The multinational team, working under the aegis of doubleNegatives Architecture, has developed a system of sensors that record existing spatial elements at a particular site as well as movements within this space. The information from these sensors is then fed into an algorithm and an appropriate structural design is created.

 
Sensors in the Hungarian Pavilion and the surrounding park in Venice will process and evaluate the events that occur in the space and construct a virtual structure, or Corpora. The resulting image will be projected inside the pavilion, where visitors can also manipulate the structure.
 

Though Corpora may sound unconventional, curator Gyula Július sees in doubleNegatives Architecture's work a shift towards traditional architectural thinking.

 
"We are witness to the convergence of architecture, design and media art.
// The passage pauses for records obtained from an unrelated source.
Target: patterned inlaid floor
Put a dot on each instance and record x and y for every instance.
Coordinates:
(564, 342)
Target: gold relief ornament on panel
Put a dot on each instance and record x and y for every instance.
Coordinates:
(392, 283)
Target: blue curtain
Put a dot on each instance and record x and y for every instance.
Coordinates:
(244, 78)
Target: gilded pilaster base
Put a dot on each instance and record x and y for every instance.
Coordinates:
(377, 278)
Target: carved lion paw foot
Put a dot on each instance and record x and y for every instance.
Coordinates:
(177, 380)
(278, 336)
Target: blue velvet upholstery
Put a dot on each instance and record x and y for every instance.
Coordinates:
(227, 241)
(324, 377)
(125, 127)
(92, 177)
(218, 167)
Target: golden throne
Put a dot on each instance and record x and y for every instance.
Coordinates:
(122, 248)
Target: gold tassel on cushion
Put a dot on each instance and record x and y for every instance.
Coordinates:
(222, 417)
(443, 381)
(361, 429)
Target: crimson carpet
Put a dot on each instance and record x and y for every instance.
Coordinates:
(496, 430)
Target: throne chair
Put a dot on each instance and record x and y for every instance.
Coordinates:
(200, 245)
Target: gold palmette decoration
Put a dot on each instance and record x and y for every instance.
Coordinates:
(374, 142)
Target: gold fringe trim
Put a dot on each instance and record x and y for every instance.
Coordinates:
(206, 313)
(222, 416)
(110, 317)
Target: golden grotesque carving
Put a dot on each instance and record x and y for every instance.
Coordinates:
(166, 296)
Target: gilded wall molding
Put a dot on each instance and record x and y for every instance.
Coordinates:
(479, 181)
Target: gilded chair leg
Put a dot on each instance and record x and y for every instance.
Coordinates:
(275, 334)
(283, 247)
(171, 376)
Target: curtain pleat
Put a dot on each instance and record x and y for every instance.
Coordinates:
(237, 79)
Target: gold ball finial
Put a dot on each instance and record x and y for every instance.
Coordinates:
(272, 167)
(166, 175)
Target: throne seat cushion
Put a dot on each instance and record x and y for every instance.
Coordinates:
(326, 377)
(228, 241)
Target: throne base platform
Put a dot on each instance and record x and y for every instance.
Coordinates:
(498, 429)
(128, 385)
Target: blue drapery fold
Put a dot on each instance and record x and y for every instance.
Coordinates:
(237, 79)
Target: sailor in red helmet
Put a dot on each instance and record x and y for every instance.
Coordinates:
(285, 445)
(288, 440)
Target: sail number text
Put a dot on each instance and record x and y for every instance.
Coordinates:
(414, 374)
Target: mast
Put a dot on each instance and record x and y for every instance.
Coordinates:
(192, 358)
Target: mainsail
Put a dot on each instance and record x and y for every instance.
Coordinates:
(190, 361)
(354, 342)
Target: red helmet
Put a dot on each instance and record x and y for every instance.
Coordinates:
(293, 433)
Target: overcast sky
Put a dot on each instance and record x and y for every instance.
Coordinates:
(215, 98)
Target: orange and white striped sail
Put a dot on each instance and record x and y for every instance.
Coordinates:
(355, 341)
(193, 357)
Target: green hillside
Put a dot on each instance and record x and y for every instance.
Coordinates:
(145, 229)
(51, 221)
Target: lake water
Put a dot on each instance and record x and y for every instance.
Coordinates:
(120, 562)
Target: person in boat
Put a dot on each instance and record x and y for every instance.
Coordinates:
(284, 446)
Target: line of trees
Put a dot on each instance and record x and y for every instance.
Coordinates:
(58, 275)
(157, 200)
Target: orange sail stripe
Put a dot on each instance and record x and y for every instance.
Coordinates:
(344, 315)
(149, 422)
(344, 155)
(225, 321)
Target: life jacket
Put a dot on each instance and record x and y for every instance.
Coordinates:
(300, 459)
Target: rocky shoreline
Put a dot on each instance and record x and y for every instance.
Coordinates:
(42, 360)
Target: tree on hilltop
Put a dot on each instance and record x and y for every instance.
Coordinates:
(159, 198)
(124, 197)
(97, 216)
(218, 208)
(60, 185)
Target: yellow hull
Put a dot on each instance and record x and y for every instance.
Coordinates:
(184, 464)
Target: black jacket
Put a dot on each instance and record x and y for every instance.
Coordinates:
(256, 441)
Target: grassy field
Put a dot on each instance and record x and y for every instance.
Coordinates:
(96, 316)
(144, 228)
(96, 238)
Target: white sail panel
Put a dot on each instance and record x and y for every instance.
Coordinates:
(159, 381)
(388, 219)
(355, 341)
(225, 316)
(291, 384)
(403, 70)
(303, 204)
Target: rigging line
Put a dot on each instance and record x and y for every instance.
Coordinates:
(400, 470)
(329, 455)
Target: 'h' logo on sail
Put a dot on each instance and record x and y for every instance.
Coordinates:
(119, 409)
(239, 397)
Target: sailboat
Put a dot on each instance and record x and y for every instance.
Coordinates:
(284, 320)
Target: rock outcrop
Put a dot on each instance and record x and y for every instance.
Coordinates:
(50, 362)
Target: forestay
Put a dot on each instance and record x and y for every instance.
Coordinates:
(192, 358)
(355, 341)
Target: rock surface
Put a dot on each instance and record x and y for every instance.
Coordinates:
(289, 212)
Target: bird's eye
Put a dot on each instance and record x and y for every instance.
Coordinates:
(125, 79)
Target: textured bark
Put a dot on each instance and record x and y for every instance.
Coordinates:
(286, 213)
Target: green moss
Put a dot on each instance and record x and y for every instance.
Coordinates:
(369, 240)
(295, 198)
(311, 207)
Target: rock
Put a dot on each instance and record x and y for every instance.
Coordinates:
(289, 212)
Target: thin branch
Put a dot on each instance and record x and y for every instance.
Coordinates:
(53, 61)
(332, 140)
We have advanced in the direction of buildings that behave organically, interactively speaking with their environment, following changing human requirements, in the course of which a holistic approach supersedes secularized viewpoints deriving from the division of tasks and labour," Július writes in the catalogue.
 

The doubleNegatives Architecture team is led by Japanese architect Sota Ichikawa, who has devoted a decade to the study of new means and methods for surveying of space. The other members are Japanese graphic artist and designer Kaoru Kobata, Swiss software developer Max Rheiner and Hungarian software artist Ákos Maróy.